Terence Smith is a special correspondent for The NewsHour on the Public Broadcasting System. Over the course of a four-decade career, Smith has been a political reporter, foreign correspondent, editor and television analyst for The New York Times, PBS and CBS News, where he earned two Emmys and shared a George Foster Peabody Award. As a senior producer and correspondent for The NewsHour, Smith headed the media unit that won 18 national awards and honors for its media criticism and analysis.

Advisory Board Members

GEORGE LARDNER

George Lardner, formerly an investigative reporter on the national staff of The Washington Post, is an associate at the Center for the Study of the Presidency, working on a history of the presidential pardon power.
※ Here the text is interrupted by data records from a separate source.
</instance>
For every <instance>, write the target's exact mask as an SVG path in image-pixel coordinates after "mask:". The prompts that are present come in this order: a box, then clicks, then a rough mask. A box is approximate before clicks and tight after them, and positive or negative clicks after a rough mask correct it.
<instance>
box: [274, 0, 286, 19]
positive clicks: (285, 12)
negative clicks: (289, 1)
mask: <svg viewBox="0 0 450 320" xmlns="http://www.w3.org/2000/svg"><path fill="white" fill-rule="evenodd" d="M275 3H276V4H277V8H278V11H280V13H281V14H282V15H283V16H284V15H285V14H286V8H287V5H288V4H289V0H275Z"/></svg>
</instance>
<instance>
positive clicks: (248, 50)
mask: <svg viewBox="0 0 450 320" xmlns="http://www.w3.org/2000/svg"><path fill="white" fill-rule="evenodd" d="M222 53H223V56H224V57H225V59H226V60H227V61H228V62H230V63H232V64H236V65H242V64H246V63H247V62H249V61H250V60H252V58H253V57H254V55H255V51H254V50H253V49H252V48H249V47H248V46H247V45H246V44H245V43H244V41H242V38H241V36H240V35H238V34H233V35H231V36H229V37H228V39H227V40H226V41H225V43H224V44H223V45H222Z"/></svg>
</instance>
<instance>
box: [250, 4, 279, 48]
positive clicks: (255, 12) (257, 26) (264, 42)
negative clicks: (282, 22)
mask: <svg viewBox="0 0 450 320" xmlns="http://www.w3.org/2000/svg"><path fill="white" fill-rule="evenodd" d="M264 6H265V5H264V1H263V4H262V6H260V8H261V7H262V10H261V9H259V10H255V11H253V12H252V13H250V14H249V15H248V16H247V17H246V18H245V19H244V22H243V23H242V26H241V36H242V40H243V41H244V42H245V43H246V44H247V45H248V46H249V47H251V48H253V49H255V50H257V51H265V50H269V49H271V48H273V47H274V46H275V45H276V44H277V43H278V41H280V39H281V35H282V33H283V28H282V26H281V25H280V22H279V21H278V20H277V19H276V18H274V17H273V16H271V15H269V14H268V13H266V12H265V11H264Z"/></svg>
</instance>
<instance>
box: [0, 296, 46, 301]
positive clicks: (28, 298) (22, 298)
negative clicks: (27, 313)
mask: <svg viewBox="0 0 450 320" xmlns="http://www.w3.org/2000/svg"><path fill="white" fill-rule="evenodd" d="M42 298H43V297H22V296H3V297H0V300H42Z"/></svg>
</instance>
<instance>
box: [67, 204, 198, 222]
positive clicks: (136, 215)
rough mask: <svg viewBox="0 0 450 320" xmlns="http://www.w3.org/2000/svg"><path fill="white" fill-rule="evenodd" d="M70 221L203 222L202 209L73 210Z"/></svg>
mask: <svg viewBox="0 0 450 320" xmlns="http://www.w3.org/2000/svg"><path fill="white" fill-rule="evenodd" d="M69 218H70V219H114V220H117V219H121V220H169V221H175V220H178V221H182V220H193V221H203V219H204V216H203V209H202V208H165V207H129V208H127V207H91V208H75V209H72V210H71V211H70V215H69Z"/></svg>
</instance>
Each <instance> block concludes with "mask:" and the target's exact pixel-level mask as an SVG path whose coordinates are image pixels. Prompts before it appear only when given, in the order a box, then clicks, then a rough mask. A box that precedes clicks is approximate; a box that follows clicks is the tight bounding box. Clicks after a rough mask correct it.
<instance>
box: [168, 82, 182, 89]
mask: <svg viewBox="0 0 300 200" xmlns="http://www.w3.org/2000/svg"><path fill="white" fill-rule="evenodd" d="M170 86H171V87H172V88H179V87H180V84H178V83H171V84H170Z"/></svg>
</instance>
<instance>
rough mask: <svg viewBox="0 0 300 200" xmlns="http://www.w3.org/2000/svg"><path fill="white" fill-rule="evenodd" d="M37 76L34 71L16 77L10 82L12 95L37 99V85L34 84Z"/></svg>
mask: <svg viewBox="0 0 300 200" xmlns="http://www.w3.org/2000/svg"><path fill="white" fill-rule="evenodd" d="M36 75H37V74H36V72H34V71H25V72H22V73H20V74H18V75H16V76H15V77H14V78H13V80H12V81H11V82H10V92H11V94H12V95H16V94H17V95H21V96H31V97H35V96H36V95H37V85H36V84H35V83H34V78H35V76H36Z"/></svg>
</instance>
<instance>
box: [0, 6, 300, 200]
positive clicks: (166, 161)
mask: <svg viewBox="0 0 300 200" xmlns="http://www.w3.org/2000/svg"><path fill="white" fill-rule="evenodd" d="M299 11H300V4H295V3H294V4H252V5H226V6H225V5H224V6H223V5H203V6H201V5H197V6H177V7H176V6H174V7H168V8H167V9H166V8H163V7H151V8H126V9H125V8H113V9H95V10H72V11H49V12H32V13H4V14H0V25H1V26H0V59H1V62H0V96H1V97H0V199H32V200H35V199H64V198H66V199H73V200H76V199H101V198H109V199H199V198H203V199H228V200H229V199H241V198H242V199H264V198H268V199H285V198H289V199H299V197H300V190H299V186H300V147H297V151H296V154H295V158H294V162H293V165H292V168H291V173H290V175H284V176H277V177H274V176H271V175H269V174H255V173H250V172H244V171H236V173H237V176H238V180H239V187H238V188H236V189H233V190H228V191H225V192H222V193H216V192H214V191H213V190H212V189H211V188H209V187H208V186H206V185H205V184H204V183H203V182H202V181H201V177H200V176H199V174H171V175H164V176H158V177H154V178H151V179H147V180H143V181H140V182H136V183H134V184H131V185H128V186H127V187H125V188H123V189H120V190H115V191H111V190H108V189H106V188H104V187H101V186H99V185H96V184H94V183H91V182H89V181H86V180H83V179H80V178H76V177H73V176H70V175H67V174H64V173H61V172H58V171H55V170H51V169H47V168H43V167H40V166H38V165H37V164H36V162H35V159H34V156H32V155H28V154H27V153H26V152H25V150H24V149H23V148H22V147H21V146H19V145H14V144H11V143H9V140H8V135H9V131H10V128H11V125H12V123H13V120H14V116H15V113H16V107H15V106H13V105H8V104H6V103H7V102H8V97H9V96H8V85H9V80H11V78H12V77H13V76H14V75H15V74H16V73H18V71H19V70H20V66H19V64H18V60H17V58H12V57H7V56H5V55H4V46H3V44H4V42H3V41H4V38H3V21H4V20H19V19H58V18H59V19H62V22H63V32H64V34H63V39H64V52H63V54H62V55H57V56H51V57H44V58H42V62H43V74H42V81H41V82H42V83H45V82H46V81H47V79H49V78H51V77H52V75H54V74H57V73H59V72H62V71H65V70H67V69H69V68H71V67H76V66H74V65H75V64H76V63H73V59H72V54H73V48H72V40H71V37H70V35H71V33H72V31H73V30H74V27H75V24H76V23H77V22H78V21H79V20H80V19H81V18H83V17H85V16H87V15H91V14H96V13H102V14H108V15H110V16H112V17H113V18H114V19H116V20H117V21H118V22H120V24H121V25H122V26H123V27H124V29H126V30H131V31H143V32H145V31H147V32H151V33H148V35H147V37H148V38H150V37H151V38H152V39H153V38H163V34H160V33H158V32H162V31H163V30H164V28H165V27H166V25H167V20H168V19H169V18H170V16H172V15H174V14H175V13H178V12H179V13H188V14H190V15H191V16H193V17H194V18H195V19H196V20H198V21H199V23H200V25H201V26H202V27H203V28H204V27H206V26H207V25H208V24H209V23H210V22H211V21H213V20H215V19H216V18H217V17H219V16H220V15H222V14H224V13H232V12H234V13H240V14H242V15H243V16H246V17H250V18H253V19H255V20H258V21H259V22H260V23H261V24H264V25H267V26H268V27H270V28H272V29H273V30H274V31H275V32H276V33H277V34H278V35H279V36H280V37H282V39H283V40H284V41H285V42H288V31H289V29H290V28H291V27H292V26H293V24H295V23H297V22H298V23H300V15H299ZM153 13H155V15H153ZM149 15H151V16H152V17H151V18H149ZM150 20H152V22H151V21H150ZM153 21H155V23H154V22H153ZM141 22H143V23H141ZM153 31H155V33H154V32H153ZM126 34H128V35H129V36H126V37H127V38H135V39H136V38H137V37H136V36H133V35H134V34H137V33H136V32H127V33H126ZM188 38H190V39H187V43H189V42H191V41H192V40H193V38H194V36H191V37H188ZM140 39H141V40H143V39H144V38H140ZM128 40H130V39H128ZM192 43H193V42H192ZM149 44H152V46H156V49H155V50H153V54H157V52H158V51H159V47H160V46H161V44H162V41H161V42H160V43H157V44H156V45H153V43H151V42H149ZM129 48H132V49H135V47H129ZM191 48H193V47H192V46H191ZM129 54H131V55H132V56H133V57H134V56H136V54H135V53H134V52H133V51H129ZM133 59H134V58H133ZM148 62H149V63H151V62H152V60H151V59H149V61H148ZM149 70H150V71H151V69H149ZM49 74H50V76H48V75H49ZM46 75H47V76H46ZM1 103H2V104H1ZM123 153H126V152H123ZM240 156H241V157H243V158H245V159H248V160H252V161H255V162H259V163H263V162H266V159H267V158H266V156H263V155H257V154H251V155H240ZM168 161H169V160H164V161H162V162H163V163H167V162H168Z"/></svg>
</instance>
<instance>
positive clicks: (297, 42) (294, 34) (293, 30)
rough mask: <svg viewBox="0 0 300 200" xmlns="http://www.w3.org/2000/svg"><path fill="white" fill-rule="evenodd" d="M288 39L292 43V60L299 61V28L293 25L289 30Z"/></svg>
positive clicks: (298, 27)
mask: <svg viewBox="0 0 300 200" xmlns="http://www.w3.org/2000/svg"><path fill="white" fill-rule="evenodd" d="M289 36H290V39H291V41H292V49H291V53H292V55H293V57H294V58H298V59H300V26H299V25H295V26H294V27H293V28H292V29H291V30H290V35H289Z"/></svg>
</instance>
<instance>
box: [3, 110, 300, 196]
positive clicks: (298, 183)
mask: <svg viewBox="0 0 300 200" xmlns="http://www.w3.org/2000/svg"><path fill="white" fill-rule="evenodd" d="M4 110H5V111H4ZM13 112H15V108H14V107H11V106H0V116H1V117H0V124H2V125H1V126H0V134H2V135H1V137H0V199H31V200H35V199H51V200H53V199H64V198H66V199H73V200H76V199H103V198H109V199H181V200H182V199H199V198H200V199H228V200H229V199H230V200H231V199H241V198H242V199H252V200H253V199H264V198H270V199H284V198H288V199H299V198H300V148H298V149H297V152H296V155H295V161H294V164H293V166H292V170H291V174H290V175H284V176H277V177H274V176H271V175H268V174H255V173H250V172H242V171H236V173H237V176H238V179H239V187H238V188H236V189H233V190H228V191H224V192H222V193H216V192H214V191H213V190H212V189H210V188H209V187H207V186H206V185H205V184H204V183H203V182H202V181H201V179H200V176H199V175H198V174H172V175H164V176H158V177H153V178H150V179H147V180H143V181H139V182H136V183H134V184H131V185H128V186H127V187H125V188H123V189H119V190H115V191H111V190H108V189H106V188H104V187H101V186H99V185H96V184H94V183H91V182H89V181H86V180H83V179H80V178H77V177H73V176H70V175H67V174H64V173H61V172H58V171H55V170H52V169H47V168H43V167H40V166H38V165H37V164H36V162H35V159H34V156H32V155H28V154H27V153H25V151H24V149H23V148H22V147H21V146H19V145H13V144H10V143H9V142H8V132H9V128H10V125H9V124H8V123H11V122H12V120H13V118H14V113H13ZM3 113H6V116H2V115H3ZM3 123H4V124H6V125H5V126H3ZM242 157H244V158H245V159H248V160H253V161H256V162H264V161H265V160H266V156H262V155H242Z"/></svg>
He won a Pulitzer Prize in 1993 for articles on the murder of his youngest daughter, Kristin, which he later expanded into a book, “The Stalking of Kristin.” He joined The Post in 1963 and has covered presidential campaigns, Mafia trials, assassinations and political scandals ranging from Iran-contra to the CIA and the FBI. He has also written numerous national magazine articles.

DEBORAH NELSON

Deborah Nelson is the Carnegie visiting professor at the Philip Merrill College of Journalism. She joined the University of Maryland faculty in 2006, after five years as Washington investigative editor for the Los Angeles Times. She also reported for The Washington Post, The Seattle Times and The Chicago Sun-Times and served as president of Investigative Reporters and Editors (IRE). Her national awards include the 1997 Pulitzer Prize for Investigative reporting. She is author of “The War Behind Me: Vietnam Veterans Confront the Truth about U.S. War Crimes” (Basic Books 2008).

CLARENCE PAGE

Clarence Page writes a column for the Chicago Tribune that is syndicated in about 150 newspapers around the country. He won the Pulitzer Prize for Commentary in 1989. In 1972 he was a member of a Chicago Tribune task force that was awarded the Pulitzer for its investigation of vote fraud.